The shorter algorithm startup time and greater accuracy in mapping the time series of active power measurements ultimately indicate the superiority of the SARIMA-based algorithm.

9. Conclusions

The practical feasibility of using power measurements from energy meters to detect anomalies in a lighting system was demonstrated in this paper. The possibility of creating a self-learning algorithm that does not require feature extraction and an online-type algorithm that detects anomalies in a limited time was also shown. The used sampling period of 60 min is justified for effective monitoring of a lighting system because for the investigated type of installation, the demanded response time to a failure is many hours or even days.

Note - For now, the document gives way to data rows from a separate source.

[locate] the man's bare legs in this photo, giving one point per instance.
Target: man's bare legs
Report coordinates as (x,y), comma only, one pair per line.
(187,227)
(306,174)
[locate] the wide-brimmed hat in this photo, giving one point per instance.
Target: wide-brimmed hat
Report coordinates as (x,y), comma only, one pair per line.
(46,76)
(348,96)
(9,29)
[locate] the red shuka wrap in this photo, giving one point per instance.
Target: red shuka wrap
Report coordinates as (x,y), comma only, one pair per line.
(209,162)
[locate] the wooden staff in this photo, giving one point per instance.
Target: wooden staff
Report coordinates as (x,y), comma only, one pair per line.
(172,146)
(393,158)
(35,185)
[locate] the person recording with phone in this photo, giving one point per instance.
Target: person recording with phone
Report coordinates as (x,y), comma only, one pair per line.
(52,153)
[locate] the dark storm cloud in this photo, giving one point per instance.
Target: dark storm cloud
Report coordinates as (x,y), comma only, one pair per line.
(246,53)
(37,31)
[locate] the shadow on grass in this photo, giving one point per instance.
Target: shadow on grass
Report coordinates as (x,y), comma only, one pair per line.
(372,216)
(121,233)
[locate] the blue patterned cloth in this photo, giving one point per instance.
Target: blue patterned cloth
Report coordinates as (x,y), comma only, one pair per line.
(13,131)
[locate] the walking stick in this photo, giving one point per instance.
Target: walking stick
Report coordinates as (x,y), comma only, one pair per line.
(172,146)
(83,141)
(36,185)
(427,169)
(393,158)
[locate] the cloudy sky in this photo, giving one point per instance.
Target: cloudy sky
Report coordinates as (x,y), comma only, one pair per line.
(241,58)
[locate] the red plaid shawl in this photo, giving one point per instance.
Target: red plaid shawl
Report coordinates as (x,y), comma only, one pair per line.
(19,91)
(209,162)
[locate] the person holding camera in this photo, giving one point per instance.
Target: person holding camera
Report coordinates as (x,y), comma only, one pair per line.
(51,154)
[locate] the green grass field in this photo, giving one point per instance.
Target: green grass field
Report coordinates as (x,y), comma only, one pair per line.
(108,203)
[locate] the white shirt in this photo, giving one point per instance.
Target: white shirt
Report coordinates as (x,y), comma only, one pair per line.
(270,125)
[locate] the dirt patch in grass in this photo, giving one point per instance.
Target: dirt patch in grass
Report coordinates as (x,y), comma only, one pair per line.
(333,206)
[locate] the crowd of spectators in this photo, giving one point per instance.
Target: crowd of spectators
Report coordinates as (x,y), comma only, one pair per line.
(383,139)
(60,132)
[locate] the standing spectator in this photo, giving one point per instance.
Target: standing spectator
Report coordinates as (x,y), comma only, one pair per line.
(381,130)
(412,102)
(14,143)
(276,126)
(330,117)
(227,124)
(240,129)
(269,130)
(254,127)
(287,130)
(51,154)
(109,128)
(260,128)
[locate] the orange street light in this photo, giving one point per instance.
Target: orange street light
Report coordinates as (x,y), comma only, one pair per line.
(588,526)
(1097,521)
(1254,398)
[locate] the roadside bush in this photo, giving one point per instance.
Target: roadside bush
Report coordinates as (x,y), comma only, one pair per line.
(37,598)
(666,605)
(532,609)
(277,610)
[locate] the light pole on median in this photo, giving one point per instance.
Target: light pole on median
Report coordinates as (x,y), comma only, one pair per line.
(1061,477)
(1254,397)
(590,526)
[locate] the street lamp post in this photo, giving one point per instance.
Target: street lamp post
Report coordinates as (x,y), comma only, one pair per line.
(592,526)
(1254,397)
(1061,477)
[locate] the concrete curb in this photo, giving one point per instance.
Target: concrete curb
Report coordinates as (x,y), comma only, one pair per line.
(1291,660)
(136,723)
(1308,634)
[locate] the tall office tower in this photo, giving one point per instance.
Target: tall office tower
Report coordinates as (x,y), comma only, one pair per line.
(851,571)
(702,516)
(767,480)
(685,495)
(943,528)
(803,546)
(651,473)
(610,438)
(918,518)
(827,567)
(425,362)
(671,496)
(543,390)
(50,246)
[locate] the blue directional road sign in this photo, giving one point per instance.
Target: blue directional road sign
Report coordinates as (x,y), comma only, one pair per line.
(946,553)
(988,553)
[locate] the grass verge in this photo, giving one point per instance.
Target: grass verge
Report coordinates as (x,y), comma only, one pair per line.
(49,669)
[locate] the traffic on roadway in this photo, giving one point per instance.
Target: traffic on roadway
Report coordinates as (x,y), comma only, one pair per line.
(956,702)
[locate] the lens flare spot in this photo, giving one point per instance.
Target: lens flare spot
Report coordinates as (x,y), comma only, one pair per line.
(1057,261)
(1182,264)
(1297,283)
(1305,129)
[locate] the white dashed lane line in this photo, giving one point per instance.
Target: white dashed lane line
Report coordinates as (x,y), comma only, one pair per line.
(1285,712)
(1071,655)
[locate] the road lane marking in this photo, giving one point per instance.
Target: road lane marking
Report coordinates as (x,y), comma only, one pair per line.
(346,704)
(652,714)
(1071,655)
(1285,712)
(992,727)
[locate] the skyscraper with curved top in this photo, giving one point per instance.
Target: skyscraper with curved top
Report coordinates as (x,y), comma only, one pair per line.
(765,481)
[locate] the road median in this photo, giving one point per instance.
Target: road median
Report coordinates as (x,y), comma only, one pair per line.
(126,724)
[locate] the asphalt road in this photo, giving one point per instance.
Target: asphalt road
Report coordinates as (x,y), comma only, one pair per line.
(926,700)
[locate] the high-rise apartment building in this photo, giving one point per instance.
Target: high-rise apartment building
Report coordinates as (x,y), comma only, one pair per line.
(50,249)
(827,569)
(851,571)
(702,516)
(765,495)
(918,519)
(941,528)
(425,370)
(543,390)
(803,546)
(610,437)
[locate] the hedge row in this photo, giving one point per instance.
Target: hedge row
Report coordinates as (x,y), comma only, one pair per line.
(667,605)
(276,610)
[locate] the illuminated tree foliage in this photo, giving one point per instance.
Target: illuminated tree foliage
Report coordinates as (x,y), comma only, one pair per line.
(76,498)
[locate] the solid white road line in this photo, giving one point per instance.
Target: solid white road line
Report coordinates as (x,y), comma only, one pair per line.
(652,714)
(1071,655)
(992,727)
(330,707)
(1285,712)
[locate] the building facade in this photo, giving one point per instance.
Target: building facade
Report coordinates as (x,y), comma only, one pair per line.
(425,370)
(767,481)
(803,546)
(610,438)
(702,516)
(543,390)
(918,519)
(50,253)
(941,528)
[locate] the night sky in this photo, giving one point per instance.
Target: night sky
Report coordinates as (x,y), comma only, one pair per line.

The developed algorithms offer the possibility of industrial implementation, which is practical because the requirements for the equipment used in this study are reasonably low. To implement the function, relatively inexpensive hardware is required, i.e., a typical smart energy meter. Furthermore, the lighting control system used for experiments allows for the transmission of measurements from energy meters to the computing cloud, where detection algorithms and local processing according to the edge computing paradigm can be implemented.

An additional advantage of monitoring lighting systems is that monitoring can be applied to various light sources, namely traditional, discharge, and modern LED types.